(PhysOrg.com) -- The National Ignition Facility (NIF) at Lawrence Livermore National Laboratory in California has set a new record for a laser shot. This past week, its combined 192 lasers fired a single 1.875-megajoule shot into an empty test chamber. After passing through the last of its focusing lens, the shot reached 2.03 megajoules, making it the first 2 megajoule ultraviolet laser.
Prior to this achievement, the most the facility had managed to coax out of the laser, the world’s largest, was 1.6 megajoules. Also, the new record shows that the NIF laser is capable of producing more than it was designed for, which was 1.8 megajoules. It also proved that it was capable of doing so without damaging its parts, allowing for another shot a day and a half later, which is important, because one of the goals for the laser is to get it to fire off shots at 15 per second eventually. That’s what researchers think will be needed to produce power economically from the laser system.
The ultimate goal of the NIF is to figure out a way to use a laser to produce nuclear fusion in a way that gets more energy out than is put in. Currently, that goal is still a ways off. Thus far, engineers at the project haven't even reached the break-even or ignition point, though they expect that to occur sometime this year. Tweaking the laser to produce more than it was designed for is a step in that direction. The NIF facility was designed to produce a fusion reaction by imploding hydrogen isotope pellets using the huge laser. To that end, the team has made steady progress. When the project first began eighteen months ago, it had just one percent of conditions in place that are believed necessary to achieve the ignition point. They have improved that mark to ten percent and it’s because the pace has picked up dramatically in recent months that they believe they will achieve the ignition point sometime over the next six months, which is when the original ignition campaign was slated to end.

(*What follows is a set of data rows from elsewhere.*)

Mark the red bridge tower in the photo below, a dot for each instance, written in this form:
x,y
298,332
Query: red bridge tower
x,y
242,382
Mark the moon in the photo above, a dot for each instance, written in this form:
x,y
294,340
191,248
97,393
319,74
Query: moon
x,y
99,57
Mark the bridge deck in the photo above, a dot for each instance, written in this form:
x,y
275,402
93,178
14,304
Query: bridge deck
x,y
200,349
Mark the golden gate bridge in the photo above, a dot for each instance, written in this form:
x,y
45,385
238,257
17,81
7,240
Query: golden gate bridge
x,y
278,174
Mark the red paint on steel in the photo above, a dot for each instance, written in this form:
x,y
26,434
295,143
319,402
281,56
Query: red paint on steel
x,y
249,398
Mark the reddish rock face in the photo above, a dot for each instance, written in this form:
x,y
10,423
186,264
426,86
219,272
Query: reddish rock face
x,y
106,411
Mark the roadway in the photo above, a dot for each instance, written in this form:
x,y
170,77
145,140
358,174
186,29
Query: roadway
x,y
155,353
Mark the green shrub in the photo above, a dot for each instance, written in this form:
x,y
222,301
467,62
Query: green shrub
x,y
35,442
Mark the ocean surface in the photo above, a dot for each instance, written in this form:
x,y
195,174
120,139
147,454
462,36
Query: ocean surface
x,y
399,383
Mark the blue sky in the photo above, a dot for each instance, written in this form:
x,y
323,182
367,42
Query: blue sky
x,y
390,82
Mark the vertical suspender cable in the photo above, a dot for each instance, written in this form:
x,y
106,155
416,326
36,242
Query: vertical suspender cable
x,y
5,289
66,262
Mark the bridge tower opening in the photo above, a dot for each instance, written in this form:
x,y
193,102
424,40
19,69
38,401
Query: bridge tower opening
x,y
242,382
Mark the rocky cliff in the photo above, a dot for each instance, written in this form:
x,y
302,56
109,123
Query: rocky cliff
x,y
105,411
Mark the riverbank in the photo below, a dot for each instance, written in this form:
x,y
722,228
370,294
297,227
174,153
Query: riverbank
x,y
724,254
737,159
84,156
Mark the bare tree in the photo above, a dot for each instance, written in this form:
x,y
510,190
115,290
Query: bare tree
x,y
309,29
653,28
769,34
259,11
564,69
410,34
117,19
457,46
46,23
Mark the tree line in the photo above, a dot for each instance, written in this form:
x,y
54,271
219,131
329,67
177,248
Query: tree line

Because the facility is funded by the US nuclear weapons complex, there has been debate about whether it would ever be used to prove or disprove the idea that lasers could be used to create nuclear fusion to produce electric power. Having the laser break records doesn’t really resolve that argument in the short term, but it might in the long run if it does eventually show that electricity could be created economically using such a process.